Whitgift, archevêque de Cantorbéry (1583-1604), poursuivit avec la dernière rigueur les partisans d’une Église nationale presbytérienne, que son prédécesseur Gindal avait considérés dans un esprit de conciliation chrétienne comme des petites Églises dans l’Église. Les baptistes et les brownistes indépendants se virent exposés aux plus cruelles persécutions. Bien qu’il enseignât la prédestination absolue et qu’il fût animé à l’égard des arminiens des sentiments de l’intolérance la plus absolue, Whitgift se vit contraint par ordre de la reine d’interdire toute prédication sur ces questions. Par une curieuse ironie du sort, les neuf articles, dits de Lambeth, qu’il avait rédigés pour la défense du calvinisme rigide, devinrent, à partir de 1620, la confession de foi des puritains, ses victimes, tandis que le parti de la haute Église, dont il avait été le premier chef, professa bientôt l’arminianisme qu’il avait en horreur. La théorie rigide du sabbat juif, professée par Bound dans son Traité du Sabbat, devint le mot d’ordre des puritains, tandis que Bancroft assignait à l’épiscopat la valeur d’une institution divine[b].
[b] Schœll, Article Puritaner dans Herzog’s Realencyclopædie. Macaulay, Histoire d’Angleterre.
Jacques Ier, fils de Marie Stuart, se vit à son avènement au trône d’Angleterre, en 1603, acclamé par les puritains anglais, qui l’avaient vu avec joie donner en 1592 la sanction royale au presbytérianisme, quand il n’était encore que Jacques VI d’Écosse. Mais il se hâta de proscrire un régime qui n’avait pu que blesser en lui les prétentions d’un roi de droit divin et le cœur du fils de Marie Stuart. Il déclara que l’Église anglicane tenait le juste milieu entre le papisme et le puritanisme, qu’elle possédait à la fois la tradition apostolique et la vraie catholicité, et il voulut en faire l’instrument de ses prétentions au pouvoir absolu. Bancroft, nommé archevêque de Cantorbéry, imposa aux puritains le joug de fer de ses constitutions ecclésiastiques, qui provoquèrent la révocation de plus de deux mille pasteurs. Le roi haïssait dans le presbytérianisme le principe de la souveraineté populaire ; ses sympathies et ses haines imprimèrent aux partis religieux un cachet politique très marqué. La faveur que le roi accordait au papisme, et ses tentatives d’imposer à l’Écosse le système épiscopal, amenèrent le browniste Jean Robinson à assurer la liberté religieuse et politique de ses compatriotes par une émigration en masse dans l’Amérique du Nord.

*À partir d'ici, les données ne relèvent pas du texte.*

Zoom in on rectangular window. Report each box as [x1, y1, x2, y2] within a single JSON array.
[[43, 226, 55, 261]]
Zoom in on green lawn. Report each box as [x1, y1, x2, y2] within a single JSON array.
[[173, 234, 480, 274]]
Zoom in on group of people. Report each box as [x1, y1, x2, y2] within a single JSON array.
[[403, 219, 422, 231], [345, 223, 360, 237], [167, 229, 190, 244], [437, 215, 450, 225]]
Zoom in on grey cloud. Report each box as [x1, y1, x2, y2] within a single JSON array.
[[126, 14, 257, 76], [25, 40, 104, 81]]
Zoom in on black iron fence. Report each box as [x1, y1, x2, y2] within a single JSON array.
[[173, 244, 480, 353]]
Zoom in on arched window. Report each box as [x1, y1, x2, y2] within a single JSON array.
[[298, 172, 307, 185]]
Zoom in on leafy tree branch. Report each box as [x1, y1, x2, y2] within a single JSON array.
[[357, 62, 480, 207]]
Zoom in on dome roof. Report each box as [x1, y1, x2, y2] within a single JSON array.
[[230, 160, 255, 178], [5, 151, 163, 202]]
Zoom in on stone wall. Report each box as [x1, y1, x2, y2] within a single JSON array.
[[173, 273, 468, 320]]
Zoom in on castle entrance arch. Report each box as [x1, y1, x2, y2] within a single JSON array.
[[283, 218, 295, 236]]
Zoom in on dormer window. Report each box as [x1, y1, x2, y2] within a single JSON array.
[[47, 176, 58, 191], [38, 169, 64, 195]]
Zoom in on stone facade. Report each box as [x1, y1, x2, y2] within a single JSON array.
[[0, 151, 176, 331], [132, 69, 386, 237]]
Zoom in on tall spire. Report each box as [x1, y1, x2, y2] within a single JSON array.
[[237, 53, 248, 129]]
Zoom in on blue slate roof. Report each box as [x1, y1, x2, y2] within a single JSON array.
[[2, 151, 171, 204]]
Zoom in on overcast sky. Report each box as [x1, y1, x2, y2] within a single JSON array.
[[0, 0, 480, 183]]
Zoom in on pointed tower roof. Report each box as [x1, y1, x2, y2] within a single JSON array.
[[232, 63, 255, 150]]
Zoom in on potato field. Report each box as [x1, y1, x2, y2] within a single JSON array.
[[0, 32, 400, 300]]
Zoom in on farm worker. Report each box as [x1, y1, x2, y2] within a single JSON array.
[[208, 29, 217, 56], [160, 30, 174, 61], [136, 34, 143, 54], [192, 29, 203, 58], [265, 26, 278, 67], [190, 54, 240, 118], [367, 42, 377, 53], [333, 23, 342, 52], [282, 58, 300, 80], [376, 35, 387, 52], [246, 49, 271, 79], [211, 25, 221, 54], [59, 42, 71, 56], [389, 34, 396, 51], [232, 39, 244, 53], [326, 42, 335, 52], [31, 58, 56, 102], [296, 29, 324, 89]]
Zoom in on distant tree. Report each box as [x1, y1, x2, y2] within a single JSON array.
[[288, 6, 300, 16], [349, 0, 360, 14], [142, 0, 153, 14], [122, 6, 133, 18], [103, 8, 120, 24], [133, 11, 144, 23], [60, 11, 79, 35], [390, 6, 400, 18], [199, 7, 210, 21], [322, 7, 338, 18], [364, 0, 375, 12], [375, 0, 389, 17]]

Les premiers puritains émigrés de 1620 se virent suivis jusqu’en 1635 par plus de vingt mille de leurs compatriotes, et fondèrent sur le libre sol de l’Amérique une république affranchie du joug de la hiérarchie et de l’État, organisée sur le modèle de l’Église apostolique, et soumise à la loi rigoureuse du sabbat juif.
Le roi haïssait tellement la piété sérieuse, qu’il ne craignit pas d’obliger tous les pasteurs et évêques à recommander du haut de la chaire aux fidèles le livre des jeux et divertissements qu’il avait fait rédiger sous ses yeux. Aussi les puritains, en butte aux railleries d’une cour frivole et d’une populace grossière, se laissèrent-ils entraîner par esprit d’opposition à une piété sombre et farouche, qui les amena à fouler aux pieds toutes les institutions de l’État et de l’Église. Ces tendances extrêmes donnèrent naissance à un puritanisme démocratique, qui allait bientôt engager contre l’épiscopat une lutte à outrance.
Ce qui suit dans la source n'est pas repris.